I was just then realizing, more than ever, that all of literature is the love story. I am not the first to say this. In the car, in the supermarket, wherever we go, we are swathed in a variety of elevator music, supermarket music, taxi music—you name it—and every one of those songs is about the love story. We hear it so much that we tune it out—but it’s the driving DNA of life. YANAPOP is the name of a (fictional) entertainment colossus in LA, where Chloë Setreal works. She is beautiful, mysterious, and a goddess at 21, with whom Martin Brown (Ulysses) 20 of San Diego falls madly in love. YANAPOP is his journey (quest) to reach her in an hour of need when she asks for his help. His two hour drive turns into a 24-hour “air-conditioned nightmare, a streamlined doomsday machine” echoing the blurbage of Thomas Pynchon’s 1967 masterpiece The Crying of Lot 49; as well as Henry Miller’s 1938 odyssey about air conditioning and insomnia.

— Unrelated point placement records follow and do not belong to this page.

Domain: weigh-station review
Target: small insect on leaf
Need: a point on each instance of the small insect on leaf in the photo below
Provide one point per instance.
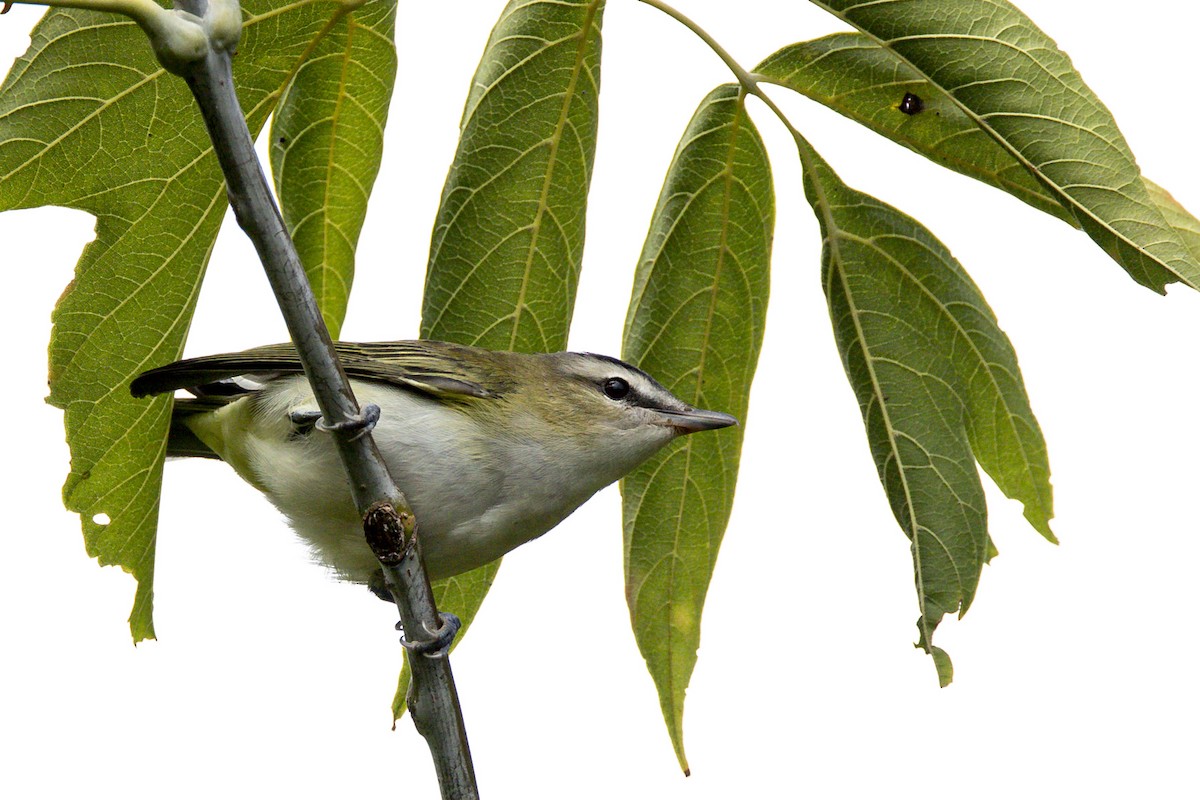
(911, 104)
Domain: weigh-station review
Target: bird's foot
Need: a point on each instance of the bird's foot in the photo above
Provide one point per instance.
(360, 425)
(439, 645)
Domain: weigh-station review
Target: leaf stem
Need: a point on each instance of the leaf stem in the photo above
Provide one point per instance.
(748, 80)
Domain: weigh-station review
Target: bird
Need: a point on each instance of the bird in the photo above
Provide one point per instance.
(492, 449)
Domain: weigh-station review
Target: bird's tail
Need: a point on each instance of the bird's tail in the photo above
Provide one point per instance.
(181, 441)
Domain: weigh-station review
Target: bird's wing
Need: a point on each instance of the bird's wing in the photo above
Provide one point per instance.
(437, 368)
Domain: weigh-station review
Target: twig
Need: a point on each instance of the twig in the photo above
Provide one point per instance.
(197, 41)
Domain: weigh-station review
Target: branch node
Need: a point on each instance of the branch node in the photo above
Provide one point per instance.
(439, 645)
(388, 533)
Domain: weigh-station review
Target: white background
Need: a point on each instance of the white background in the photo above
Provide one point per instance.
(1075, 667)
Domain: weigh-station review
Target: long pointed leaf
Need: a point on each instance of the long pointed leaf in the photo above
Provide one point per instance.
(1019, 88)
(507, 250)
(939, 386)
(89, 120)
(327, 140)
(856, 76)
(695, 322)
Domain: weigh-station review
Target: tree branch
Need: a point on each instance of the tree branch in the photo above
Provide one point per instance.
(197, 41)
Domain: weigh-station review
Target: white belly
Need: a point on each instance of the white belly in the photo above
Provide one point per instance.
(474, 498)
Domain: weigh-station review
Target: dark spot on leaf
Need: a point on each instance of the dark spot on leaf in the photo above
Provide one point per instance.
(911, 104)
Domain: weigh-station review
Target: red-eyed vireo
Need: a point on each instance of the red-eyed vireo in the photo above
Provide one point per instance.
(491, 449)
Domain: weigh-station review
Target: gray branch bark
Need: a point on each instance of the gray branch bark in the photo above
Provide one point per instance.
(388, 519)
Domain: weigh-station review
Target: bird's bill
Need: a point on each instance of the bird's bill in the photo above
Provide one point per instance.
(696, 419)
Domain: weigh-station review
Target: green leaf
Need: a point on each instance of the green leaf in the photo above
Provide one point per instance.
(507, 248)
(1179, 217)
(1021, 90)
(462, 595)
(89, 120)
(856, 76)
(937, 384)
(327, 140)
(695, 322)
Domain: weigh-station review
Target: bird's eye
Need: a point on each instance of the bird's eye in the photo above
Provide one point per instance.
(616, 388)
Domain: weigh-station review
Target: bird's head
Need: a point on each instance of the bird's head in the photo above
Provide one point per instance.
(599, 411)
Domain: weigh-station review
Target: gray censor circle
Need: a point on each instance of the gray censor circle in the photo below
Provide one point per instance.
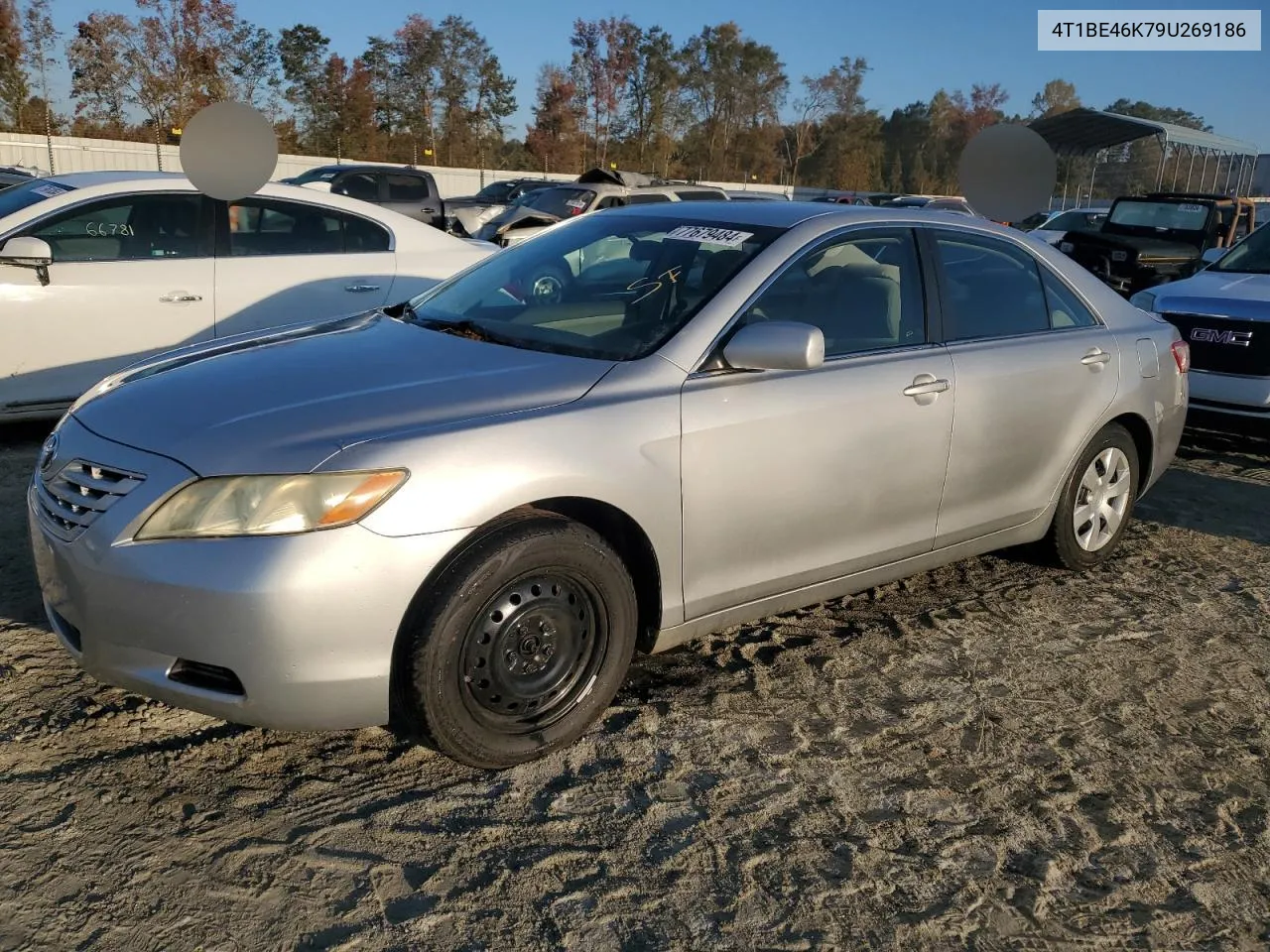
(229, 150)
(1007, 172)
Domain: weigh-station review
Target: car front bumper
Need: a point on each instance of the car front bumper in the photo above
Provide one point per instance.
(305, 624)
(1232, 395)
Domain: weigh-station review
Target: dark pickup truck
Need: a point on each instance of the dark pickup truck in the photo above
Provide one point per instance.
(1164, 236)
(400, 188)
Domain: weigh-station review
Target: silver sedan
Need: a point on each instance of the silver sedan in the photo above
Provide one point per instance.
(465, 515)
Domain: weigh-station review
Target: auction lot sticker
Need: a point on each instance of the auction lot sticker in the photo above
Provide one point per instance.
(1139, 31)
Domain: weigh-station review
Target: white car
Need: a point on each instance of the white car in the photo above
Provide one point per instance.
(102, 270)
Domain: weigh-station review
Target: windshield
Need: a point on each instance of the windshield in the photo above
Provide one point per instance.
(1161, 216)
(14, 199)
(316, 176)
(562, 202)
(604, 286)
(1248, 257)
(1078, 221)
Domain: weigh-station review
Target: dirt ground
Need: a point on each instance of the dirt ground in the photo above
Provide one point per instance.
(988, 757)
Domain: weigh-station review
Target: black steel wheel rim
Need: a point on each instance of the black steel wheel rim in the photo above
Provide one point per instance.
(534, 652)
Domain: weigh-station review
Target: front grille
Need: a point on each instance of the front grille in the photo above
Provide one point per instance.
(73, 497)
(1225, 344)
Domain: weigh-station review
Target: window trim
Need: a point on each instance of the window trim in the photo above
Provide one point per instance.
(222, 227)
(206, 222)
(931, 303)
(935, 231)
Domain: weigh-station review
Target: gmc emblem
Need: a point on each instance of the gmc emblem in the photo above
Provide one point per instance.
(1234, 338)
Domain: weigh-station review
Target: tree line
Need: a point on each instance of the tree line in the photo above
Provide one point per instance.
(715, 105)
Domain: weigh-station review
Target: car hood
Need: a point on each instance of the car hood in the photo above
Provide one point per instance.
(1216, 295)
(287, 400)
(1147, 248)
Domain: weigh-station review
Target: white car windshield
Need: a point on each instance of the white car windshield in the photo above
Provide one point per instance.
(606, 286)
(18, 197)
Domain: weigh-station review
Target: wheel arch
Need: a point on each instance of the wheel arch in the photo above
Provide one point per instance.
(1143, 440)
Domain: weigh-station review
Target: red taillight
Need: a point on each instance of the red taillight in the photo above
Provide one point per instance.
(1182, 354)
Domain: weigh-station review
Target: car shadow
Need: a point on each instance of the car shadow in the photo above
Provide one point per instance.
(258, 317)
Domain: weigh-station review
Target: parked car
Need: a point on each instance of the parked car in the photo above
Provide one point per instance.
(842, 199)
(465, 216)
(100, 270)
(399, 188)
(933, 203)
(1159, 238)
(592, 191)
(465, 515)
(1074, 220)
(1223, 312)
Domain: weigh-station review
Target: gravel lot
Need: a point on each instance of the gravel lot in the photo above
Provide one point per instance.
(989, 757)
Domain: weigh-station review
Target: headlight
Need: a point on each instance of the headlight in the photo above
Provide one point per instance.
(271, 506)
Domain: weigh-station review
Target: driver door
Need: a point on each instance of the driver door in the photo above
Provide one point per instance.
(131, 276)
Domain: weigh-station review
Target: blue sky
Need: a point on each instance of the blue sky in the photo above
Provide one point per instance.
(913, 48)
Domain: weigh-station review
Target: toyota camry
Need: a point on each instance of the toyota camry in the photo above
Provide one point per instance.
(463, 516)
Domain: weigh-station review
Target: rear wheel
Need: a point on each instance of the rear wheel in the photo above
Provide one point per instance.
(1097, 502)
(524, 644)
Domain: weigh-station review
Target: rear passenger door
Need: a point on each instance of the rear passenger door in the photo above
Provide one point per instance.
(1035, 370)
(282, 262)
(412, 194)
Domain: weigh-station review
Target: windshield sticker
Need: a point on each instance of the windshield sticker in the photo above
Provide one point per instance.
(710, 236)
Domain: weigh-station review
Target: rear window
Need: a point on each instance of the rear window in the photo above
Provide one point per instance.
(14, 199)
(562, 202)
(407, 188)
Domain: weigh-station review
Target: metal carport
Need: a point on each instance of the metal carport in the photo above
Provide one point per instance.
(1091, 131)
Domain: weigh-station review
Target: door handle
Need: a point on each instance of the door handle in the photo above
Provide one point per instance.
(924, 385)
(1095, 357)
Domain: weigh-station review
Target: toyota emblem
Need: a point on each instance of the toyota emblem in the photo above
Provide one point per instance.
(48, 453)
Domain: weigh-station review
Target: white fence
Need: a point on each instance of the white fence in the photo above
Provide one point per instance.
(70, 154)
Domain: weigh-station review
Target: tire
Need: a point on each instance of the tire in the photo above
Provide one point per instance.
(522, 644)
(1096, 539)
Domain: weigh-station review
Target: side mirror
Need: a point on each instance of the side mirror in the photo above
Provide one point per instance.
(28, 253)
(776, 345)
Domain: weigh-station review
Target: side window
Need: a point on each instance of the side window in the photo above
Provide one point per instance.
(407, 188)
(263, 226)
(365, 236)
(991, 289)
(359, 184)
(862, 291)
(128, 227)
(1065, 307)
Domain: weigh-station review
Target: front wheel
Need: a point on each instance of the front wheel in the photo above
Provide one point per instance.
(1096, 503)
(524, 643)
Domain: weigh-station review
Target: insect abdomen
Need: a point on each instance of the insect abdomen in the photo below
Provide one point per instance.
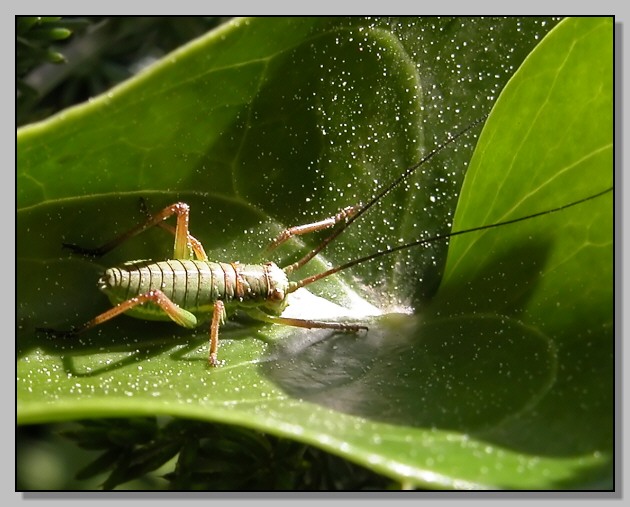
(194, 285)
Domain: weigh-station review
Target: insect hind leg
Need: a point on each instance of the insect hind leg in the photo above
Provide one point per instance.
(185, 243)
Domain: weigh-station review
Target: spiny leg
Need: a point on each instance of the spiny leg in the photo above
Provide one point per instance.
(180, 316)
(304, 323)
(218, 317)
(185, 244)
(195, 244)
(344, 214)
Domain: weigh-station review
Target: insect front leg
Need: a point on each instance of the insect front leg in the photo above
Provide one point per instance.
(298, 230)
(305, 323)
(177, 314)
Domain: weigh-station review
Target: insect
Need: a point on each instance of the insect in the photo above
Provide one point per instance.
(190, 289)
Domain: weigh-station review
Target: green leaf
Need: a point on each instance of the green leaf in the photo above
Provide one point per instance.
(266, 123)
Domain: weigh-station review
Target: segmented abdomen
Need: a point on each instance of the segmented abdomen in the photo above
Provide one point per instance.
(194, 285)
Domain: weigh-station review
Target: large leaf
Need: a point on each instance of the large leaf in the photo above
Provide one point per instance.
(273, 122)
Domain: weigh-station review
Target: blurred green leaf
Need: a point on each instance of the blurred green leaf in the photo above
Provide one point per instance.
(266, 123)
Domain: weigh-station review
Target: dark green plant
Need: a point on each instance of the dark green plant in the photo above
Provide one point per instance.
(504, 370)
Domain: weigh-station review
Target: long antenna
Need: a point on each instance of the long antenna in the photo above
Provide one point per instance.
(298, 264)
(319, 276)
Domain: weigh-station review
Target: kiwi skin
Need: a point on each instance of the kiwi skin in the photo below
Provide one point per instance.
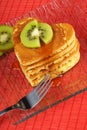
(7, 45)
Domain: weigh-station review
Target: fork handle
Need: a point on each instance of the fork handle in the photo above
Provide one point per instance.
(6, 110)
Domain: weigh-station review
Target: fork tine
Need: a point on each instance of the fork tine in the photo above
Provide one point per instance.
(45, 91)
(42, 82)
(44, 87)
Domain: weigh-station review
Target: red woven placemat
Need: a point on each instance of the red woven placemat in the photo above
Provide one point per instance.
(69, 115)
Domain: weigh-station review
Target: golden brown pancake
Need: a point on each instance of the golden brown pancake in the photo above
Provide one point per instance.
(54, 69)
(55, 58)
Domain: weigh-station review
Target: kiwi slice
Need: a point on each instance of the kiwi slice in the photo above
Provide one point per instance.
(6, 42)
(46, 32)
(1, 53)
(30, 35)
(33, 32)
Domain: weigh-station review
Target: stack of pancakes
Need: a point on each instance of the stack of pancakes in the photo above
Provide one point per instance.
(55, 58)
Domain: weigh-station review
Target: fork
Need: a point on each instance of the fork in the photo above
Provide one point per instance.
(33, 98)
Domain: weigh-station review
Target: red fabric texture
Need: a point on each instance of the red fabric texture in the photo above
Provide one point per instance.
(68, 115)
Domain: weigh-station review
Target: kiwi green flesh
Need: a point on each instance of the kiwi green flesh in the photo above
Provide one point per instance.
(6, 42)
(29, 37)
(1, 53)
(46, 32)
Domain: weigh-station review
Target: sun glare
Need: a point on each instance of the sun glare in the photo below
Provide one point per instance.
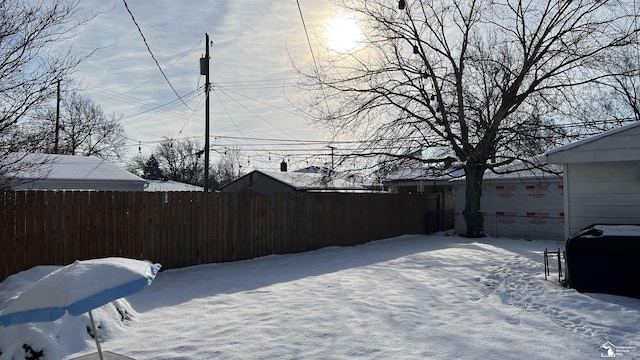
(343, 33)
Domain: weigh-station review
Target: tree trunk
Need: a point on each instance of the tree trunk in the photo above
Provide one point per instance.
(472, 213)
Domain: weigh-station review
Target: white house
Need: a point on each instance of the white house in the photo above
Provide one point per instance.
(601, 178)
(69, 172)
(525, 204)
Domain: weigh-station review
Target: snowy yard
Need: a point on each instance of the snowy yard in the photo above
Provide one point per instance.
(412, 297)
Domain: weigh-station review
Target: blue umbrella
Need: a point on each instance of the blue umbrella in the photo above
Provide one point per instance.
(78, 288)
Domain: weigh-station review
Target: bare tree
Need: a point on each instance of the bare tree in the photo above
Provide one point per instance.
(181, 160)
(228, 167)
(30, 64)
(478, 83)
(83, 129)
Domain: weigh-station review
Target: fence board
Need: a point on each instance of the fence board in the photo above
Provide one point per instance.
(189, 228)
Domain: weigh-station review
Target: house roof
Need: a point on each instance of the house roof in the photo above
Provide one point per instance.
(422, 174)
(304, 181)
(170, 185)
(67, 168)
(617, 144)
(521, 170)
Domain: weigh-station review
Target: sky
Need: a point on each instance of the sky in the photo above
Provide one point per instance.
(410, 297)
(254, 82)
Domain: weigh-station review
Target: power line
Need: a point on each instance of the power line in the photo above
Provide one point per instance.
(153, 56)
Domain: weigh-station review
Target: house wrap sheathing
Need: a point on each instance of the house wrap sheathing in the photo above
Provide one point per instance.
(526, 204)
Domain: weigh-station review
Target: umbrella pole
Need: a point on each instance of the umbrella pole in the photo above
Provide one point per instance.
(95, 335)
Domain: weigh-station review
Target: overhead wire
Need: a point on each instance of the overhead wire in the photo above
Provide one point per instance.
(153, 56)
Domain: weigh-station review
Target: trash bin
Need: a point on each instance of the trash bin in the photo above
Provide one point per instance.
(605, 259)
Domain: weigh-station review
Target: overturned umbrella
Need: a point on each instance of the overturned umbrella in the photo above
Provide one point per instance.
(78, 288)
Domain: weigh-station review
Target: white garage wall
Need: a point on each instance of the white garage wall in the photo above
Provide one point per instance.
(603, 192)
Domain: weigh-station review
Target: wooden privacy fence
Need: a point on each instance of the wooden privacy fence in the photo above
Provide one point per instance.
(180, 229)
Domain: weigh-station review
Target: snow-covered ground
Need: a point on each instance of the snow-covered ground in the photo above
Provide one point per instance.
(411, 297)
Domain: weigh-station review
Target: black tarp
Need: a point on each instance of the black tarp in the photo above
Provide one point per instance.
(605, 259)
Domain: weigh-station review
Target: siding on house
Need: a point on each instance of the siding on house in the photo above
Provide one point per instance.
(601, 178)
(605, 193)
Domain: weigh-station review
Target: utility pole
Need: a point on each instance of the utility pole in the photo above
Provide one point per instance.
(55, 144)
(332, 164)
(204, 70)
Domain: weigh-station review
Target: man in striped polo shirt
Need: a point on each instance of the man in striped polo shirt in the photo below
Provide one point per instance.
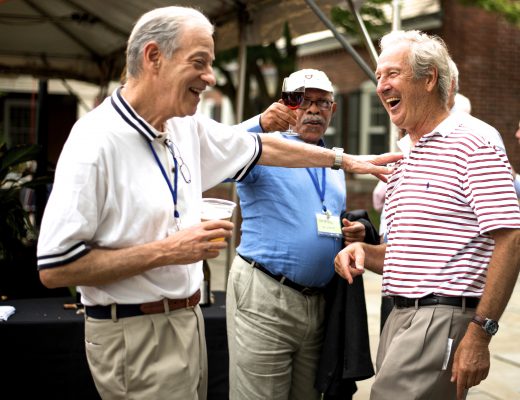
(453, 228)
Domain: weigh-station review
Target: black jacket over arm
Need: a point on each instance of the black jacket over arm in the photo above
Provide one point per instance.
(345, 355)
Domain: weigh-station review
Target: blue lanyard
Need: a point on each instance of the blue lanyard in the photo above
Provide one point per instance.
(173, 190)
(316, 182)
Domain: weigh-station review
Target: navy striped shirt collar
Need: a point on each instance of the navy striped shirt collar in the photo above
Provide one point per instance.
(131, 117)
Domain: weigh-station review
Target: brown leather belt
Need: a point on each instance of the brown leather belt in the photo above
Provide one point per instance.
(432, 300)
(132, 310)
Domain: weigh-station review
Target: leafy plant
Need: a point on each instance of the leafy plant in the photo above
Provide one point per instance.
(15, 223)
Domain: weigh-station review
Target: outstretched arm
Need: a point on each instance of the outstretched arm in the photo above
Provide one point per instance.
(288, 153)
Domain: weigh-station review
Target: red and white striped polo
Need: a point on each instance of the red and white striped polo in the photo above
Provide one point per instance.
(441, 203)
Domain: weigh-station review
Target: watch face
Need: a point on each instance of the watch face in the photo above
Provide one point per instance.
(491, 326)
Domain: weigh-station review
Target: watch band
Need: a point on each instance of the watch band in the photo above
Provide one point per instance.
(488, 325)
(338, 159)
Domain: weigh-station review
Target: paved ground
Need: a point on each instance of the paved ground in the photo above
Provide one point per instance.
(503, 382)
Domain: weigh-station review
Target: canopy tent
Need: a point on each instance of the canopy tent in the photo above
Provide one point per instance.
(86, 40)
(75, 39)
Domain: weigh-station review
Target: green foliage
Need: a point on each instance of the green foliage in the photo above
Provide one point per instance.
(509, 9)
(257, 56)
(371, 12)
(14, 219)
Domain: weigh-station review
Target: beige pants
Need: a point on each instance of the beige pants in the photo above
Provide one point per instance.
(274, 337)
(155, 356)
(415, 353)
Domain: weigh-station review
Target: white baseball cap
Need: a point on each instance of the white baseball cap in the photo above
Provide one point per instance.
(310, 78)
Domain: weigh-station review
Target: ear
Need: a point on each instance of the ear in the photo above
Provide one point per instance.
(151, 56)
(431, 79)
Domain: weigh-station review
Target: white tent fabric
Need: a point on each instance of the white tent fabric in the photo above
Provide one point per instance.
(85, 40)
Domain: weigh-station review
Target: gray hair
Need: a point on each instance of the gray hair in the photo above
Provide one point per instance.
(454, 71)
(164, 26)
(426, 52)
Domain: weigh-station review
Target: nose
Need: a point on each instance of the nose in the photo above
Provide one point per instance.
(209, 77)
(381, 86)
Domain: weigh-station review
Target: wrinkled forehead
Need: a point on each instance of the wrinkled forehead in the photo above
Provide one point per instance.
(394, 57)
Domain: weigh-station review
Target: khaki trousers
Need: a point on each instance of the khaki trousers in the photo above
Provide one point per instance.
(153, 356)
(274, 337)
(415, 353)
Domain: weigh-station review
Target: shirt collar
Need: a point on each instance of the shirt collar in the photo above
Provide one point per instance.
(132, 118)
(448, 125)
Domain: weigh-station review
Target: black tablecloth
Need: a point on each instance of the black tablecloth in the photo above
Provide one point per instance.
(42, 351)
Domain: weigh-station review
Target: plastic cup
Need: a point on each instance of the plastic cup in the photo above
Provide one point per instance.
(216, 209)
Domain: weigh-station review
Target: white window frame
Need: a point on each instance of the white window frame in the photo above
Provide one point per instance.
(9, 127)
(368, 90)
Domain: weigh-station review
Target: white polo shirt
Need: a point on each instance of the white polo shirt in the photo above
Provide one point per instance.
(442, 200)
(109, 191)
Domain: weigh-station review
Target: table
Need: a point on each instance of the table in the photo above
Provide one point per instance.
(42, 351)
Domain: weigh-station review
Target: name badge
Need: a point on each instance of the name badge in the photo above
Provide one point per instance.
(328, 225)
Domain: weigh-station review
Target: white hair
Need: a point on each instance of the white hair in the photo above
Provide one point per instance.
(426, 52)
(164, 26)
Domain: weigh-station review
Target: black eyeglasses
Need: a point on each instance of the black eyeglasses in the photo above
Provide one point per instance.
(321, 104)
(176, 154)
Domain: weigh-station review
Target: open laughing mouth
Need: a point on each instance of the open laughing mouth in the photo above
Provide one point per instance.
(393, 102)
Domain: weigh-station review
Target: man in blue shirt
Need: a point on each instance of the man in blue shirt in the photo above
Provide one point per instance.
(291, 232)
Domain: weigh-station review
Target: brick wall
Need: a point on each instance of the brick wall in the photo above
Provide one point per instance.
(486, 49)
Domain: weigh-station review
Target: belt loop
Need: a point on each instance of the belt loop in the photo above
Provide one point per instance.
(113, 312)
(166, 306)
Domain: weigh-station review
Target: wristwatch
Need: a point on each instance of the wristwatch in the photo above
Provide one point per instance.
(490, 326)
(338, 158)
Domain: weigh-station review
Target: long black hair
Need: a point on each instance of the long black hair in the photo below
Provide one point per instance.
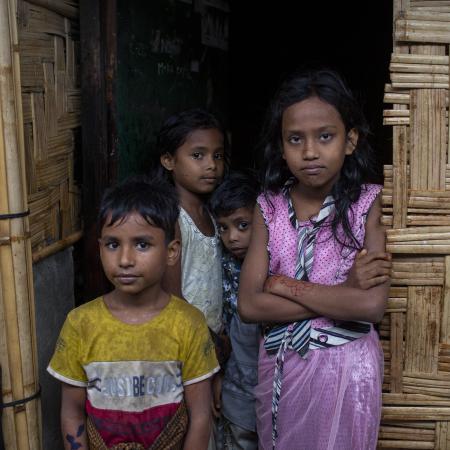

YANAPOP is a marketing term I invented on the fly, which stands for Young Adult, New Adult, and Participating Older Persons; or as my wife put it: pissed off people, about all the marketing bromidia of NY/LA). The novel has the essential ingredients of (just to pick something quickly) the love story of Ulysses and Penelope in The Odyssey… At least 90 per cent of literature mirrors that deep evolutionary drive of all life. YANAPOP, like the Odyssey, involves the desperate journey and fantastic/horrific adventures of the hero in his quest to unite with his faithful and loving wife Penelope.
No spoilers, but what can you tell us about your book that we won’t find in the jacket copy or the PR material?
Put aside all of your notions and get on the bus. You will never be the same again. I will show you things you didn’t know literature could do. Actually, there is nothing new under the sun—we merely rediscover that which is born anew every day when the sun arises (orient, from oriri in Latin) after its nightly death (occident, from L. occidere to die or kill) and flies in chariot glory across the new daytime sky as Helios. If anything, YANAPOP is commercially a YANA novel but POPs will enjoy it as well. All I can say is—let go of all your inhibitions, assumptions, and prejudices, and fly with me.
What authors or books have influenced your career as a writer, and why?
I’ve already mentioned Homer (Iliad, Odyssey). In the same breath one must mention Virgil, whose Aeneid is Homer’s epics standing on their heads (reversed). I go back as far as Gilgamesh or David/Bathsheba. All literature is the love story. Shakespeare comes to mind.
My favorite novel of all time is Thomas Pynchon’s The Crying of Lot 49, which is one of those one-time supernovae like F. Scott Fitzgerald’s The Great Gatsby. I have no pretense or hope of equaling those or any other singularities in the cosmos of literature. Among all my novels and books, this is probably my supernova although I would also offer the John Argo SF future history novel Moon Berry Wine or my recent John T. Cullen thriller Valley of Seven Castles, a Luxembourg Thriller, which is the world’s first Progressive Thriller. I’m developing all the info in one spot, and at www.ClockTowerBooks.com.
*****
John T. Cullen, a San Diego author (www.sandiegoauthor.com) who writes thrillers and nonfiction, lives parallel lives as John Argo (internet publishing pioneer since 1996, author of DarkSF and future history SF) and as Jean-Thomas Cullen (his real name) in writing sentimental, poetic love stories. He lives in San Diego with his wife, son, and cat, and has written the definitive analysis of the 1892 true crime involving the Beautiful Stranger, who died mysteriously of a gunshot to the head at the Hotel del Coronado. The case became a national sensation in 1892, and Cullen is doing his utmost to bring this amazing story out of obscurity where a long-ago coverup dimmed the gaslamps on it.